わたしが、小学校、当時は国民学校五年のとき、あの戦争は終わった。そのときから疑問のままであった。やっと、五〇年目を過ぎる頃から、これに真向かってみようという気持ちになった。いま、答えを見つけたい、と切実に思うようになった。わたしの年齢かもしれない。時代の潮の流れが気になるのかもしれない。この五年間、いままであまりお目にかからないような分野のかたがたにたくさんの教えを乞い、いままでになかったほど歴史の勉強が出来た。おのれの無知とたたかいながらの楽しい作業ではあったが、一番困ったことは、公刊された書物は、当然ながら各々の時代の産物であり、戦前はともかくも、戦後の五五年間の間に出版されたものは参考にならないもののほうが、俄然多かった。ということも、また面白かった。
それで、なぜ、あれほど無残な戦争を始めたのか、ということである。
わたしが国民学校に入学したのは、1941年(昭和16)、太平洋戦争(当時は大東亜戦争と称した)が勃発した年だった。二年生の春までは、日本軍がアジアにある英、仏、蘭、そして米国の植民地を次々に解放したという威勢のよいニュースを聞かされていた。二年生の六月にミッドウェーの海戦で日本は惨敗するのだが、この事実は国民には知らされなかった。
しかし、二年生の三学期になるとガダルカナル島からの撤兵、そして三年生になるとアッツ島の玉砕(全滅ということ)、キスカ島を放棄などと日本軍の敗色が色濃くなり、わたしたちが知らされるのは、日本軍玉砕のニュースばかりとなった。
そして、東京、大阪、名古屋をはじめ大都市のはとんどはアメリカ軍のB-29の空襲で焼け野原となり、広島、長崎への原爆投下で21万人が殺されて敗戦となった。沖縄でも民間人10〜15万人、軍人六・五万人が殺された。
1945年(昭和20)8月15日。天皇の玉音放送を聞いてわたしは泣いた。海軍兵学校に行きたいと考えていたので、前途が閉ざされたことを悲しんだのだ。しかし、本音をいえば、日本の敗戦はわたしにとっては″解放″であった。
わたしの脳裏に刻み込まれていたのは、日本敗退のプロセスばかりで、最期は日本人の全てが玉砕する、つまり死ぬのだと思い込んでいたからである。

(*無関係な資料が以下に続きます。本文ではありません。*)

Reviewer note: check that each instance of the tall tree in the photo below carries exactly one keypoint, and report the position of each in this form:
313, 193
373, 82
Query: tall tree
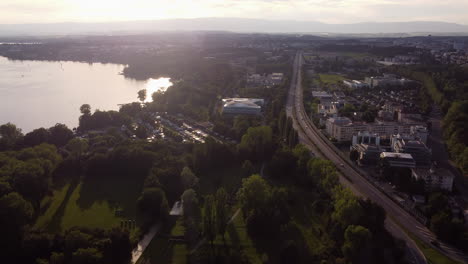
60, 134
357, 242
188, 178
209, 219
221, 211
142, 95
85, 109
10, 136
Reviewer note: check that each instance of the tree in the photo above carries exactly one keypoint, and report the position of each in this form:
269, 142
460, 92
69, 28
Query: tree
85, 109
247, 168
353, 155
209, 219
188, 178
77, 147
152, 206
440, 225
257, 142
87, 256
254, 193
57, 258
36, 137
347, 210
142, 95
191, 206
60, 134
31, 181
15, 213
10, 136
141, 132
221, 211
357, 241
119, 251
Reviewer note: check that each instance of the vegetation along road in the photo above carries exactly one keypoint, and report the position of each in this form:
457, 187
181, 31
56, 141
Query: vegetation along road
397, 216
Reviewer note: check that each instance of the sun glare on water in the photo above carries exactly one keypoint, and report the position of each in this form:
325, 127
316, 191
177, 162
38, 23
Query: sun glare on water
156, 85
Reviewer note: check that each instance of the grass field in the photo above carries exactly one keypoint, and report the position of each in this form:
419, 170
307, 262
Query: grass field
163, 250
92, 203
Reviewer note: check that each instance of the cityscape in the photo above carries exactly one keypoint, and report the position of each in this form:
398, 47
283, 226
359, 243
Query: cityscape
233, 140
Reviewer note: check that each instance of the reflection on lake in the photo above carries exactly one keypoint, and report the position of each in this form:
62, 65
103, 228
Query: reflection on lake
37, 94
155, 85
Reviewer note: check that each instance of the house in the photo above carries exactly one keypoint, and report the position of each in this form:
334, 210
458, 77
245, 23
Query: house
434, 178
248, 106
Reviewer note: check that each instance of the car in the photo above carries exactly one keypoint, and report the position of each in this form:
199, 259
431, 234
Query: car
435, 243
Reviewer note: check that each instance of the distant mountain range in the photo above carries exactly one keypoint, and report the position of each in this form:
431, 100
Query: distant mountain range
231, 24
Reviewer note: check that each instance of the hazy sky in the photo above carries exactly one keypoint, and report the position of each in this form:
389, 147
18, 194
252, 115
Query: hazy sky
331, 11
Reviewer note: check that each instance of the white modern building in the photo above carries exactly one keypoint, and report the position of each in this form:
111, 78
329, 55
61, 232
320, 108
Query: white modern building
435, 179
248, 106
343, 129
385, 80
397, 160
367, 138
355, 84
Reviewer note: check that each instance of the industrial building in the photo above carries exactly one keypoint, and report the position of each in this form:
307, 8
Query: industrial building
434, 178
239, 106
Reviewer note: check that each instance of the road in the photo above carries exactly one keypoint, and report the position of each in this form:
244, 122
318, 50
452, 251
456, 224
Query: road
144, 242
350, 176
440, 154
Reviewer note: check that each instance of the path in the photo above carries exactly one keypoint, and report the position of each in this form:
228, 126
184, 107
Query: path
144, 242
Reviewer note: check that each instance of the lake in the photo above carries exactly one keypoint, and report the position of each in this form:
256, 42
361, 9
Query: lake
37, 94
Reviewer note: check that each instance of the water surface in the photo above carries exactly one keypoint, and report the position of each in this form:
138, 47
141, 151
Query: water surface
37, 94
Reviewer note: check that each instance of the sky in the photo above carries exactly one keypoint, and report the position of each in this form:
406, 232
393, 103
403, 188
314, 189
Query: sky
328, 11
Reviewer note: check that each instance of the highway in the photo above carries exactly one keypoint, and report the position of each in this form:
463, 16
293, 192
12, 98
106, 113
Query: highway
351, 177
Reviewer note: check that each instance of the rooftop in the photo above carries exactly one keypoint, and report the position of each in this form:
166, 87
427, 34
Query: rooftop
396, 155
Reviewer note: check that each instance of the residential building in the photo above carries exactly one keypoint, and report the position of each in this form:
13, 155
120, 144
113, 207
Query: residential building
420, 133
326, 102
434, 178
397, 160
365, 137
249, 106
368, 154
276, 78
418, 150
342, 128
355, 84
386, 80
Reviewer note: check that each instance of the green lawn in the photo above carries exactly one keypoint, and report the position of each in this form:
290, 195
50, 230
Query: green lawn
228, 178
237, 236
330, 78
92, 203
162, 250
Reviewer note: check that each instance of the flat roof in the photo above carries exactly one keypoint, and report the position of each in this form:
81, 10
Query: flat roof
396, 155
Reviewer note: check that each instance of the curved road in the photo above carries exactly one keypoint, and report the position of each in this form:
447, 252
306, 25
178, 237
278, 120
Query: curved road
350, 177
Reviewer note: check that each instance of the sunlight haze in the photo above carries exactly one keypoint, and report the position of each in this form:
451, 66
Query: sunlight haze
330, 11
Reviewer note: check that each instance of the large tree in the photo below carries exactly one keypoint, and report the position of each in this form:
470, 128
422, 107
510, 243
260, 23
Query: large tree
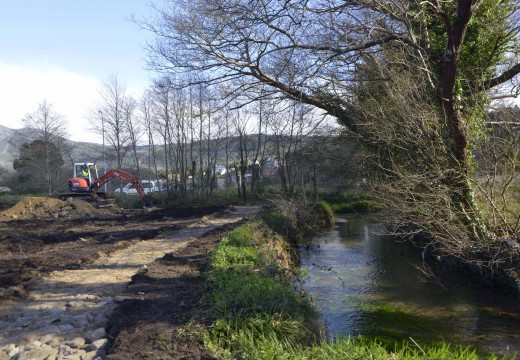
44, 154
326, 53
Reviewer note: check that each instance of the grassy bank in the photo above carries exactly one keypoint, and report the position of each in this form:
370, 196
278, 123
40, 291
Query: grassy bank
255, 312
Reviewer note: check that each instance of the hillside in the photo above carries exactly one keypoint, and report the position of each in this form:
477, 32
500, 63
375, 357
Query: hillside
8, 146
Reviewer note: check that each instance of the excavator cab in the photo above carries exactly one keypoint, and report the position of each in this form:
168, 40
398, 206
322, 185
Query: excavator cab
84, 175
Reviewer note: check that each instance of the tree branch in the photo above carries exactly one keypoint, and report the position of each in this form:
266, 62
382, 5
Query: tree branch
505, 76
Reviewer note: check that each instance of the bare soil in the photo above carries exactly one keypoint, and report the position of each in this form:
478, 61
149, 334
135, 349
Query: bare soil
42, 238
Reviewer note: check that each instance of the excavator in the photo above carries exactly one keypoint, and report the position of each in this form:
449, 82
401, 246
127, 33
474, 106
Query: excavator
85, 183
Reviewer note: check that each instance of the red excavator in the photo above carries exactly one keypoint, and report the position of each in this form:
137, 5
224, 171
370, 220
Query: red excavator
85, 184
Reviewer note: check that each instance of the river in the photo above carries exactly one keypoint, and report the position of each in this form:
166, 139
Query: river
366, 284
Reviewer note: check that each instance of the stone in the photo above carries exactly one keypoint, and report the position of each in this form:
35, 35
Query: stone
97, 334
40, 354
65, 328
98, 345
77, 343
14, 352
91, 355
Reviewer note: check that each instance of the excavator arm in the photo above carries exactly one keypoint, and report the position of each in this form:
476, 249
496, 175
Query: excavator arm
123, 175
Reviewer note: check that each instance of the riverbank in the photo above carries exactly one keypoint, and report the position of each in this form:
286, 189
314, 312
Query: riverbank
251, 310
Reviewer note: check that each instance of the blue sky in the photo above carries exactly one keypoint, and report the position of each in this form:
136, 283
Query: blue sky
63, 50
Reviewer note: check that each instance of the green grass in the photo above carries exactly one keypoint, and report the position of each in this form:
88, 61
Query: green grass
256, 314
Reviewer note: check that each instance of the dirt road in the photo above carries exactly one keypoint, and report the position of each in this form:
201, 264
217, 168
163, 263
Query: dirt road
72, 287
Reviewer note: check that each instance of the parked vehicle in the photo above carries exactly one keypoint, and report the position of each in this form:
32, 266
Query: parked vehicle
85, 184
149, 186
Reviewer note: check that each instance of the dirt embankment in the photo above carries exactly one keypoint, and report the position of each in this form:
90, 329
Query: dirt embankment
62, 276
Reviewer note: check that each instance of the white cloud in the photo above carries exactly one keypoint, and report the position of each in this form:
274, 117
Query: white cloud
23, 87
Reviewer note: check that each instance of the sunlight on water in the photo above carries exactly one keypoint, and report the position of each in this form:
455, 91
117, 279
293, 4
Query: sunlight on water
364, 283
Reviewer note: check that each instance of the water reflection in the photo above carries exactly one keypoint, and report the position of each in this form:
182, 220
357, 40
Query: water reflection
366, 284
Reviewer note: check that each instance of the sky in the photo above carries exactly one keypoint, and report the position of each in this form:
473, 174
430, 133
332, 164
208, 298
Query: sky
62, 51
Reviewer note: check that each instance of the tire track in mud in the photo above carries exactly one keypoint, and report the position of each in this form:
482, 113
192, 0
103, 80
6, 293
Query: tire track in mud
66, 313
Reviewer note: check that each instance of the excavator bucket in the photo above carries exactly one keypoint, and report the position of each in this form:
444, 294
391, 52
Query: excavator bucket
104, 203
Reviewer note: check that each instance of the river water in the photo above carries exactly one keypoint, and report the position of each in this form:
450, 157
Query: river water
366, 284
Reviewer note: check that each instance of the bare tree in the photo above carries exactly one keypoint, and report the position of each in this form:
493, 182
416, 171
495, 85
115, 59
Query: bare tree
48, 128
112, 115
326, 53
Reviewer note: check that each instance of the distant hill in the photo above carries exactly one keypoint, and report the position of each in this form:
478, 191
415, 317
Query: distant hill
8, 146
12, 139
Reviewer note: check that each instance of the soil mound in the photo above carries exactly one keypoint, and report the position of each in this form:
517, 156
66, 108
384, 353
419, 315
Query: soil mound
46, 207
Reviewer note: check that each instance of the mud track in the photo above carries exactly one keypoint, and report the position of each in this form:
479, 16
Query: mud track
117, 285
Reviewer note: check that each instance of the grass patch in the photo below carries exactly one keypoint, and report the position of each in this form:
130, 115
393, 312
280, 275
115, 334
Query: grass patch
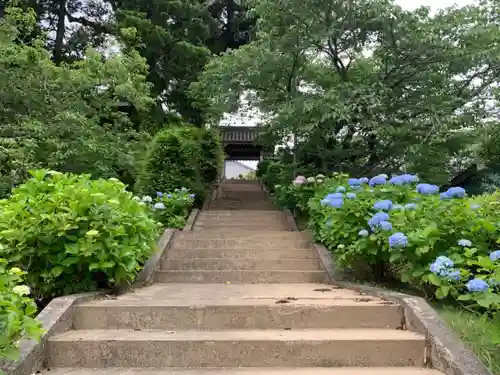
480, 333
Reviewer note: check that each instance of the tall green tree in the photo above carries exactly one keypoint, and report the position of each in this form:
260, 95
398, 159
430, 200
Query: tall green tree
67, 117
364, 85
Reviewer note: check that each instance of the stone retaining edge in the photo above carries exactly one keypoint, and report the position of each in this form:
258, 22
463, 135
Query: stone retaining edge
210, 198
445, 351
57, 316
192, 218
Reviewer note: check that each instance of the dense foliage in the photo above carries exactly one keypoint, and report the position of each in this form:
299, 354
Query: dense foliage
70, 233
170, 209
66, 117
17, 310
367, 87
181, 157
399, 228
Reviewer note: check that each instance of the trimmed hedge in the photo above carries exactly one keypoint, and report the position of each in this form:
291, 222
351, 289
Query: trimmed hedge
181, 157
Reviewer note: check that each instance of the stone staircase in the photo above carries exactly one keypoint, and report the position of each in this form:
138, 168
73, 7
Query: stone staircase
241, 294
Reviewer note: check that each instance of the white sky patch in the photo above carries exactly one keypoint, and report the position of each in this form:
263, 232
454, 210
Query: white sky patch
251, 117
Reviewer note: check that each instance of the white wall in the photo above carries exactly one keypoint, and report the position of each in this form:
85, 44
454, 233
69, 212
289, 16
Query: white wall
233, 169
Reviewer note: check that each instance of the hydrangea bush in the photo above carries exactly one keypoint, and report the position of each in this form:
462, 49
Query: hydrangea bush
402, 228
170, 209
71, 233
17, 311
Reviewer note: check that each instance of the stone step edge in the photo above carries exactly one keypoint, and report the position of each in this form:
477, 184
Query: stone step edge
307, 335
245, 371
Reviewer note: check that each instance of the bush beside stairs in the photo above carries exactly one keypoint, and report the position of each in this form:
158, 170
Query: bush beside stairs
239, 294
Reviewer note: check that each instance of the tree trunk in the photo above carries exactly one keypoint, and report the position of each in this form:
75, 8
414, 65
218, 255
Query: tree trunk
60, 33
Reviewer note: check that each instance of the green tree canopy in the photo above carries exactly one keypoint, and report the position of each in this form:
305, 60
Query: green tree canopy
67, 117
364, 85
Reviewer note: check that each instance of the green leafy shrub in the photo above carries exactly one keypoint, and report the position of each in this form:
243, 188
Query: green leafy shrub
262, 168
170, 209
17, 310
399, 229
212, 155
175, 160
72, 234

それにしても、なぜこれほどムチヤクチヤに叩きのめされ、子供までが日本人全員玉砕を覚悟しなければならない戦争を日本は始めてしまったのか。
なぜ、米、英、蘭、ソ連、中国と、世界を敵にまわすようなことになってしまったのか。
これが、敗戦直後に、わたしが抱いた疑問だったのである。
だが、疑問を解くチャンスはなかなか訪れなかった。
敗戦後の小学校五、六年でも、中学でも、高校でも、明治以後の日本の近代史、とくに日清戦争、日露戦争を含めて、開戦へのいきさつ、戦争のありようについては、一切触れなかった。学校の授業で、それに触れるのはタブーのように、というよりタブーそのものとなっていたのである。大学でも、日本の近代戦争に取り組む講座は皆無だった。教授や先輩たちに、とくに昭和の戦争について問うと、″なぜ負ける戦争を始めたのか″などというのは愚問で、日本は国際ルールに違反する侵略戦争に突っ走り、世界は当然そんな暴挙など許すはずはなく、負けるべくして負けたのだと咎めるように説明された。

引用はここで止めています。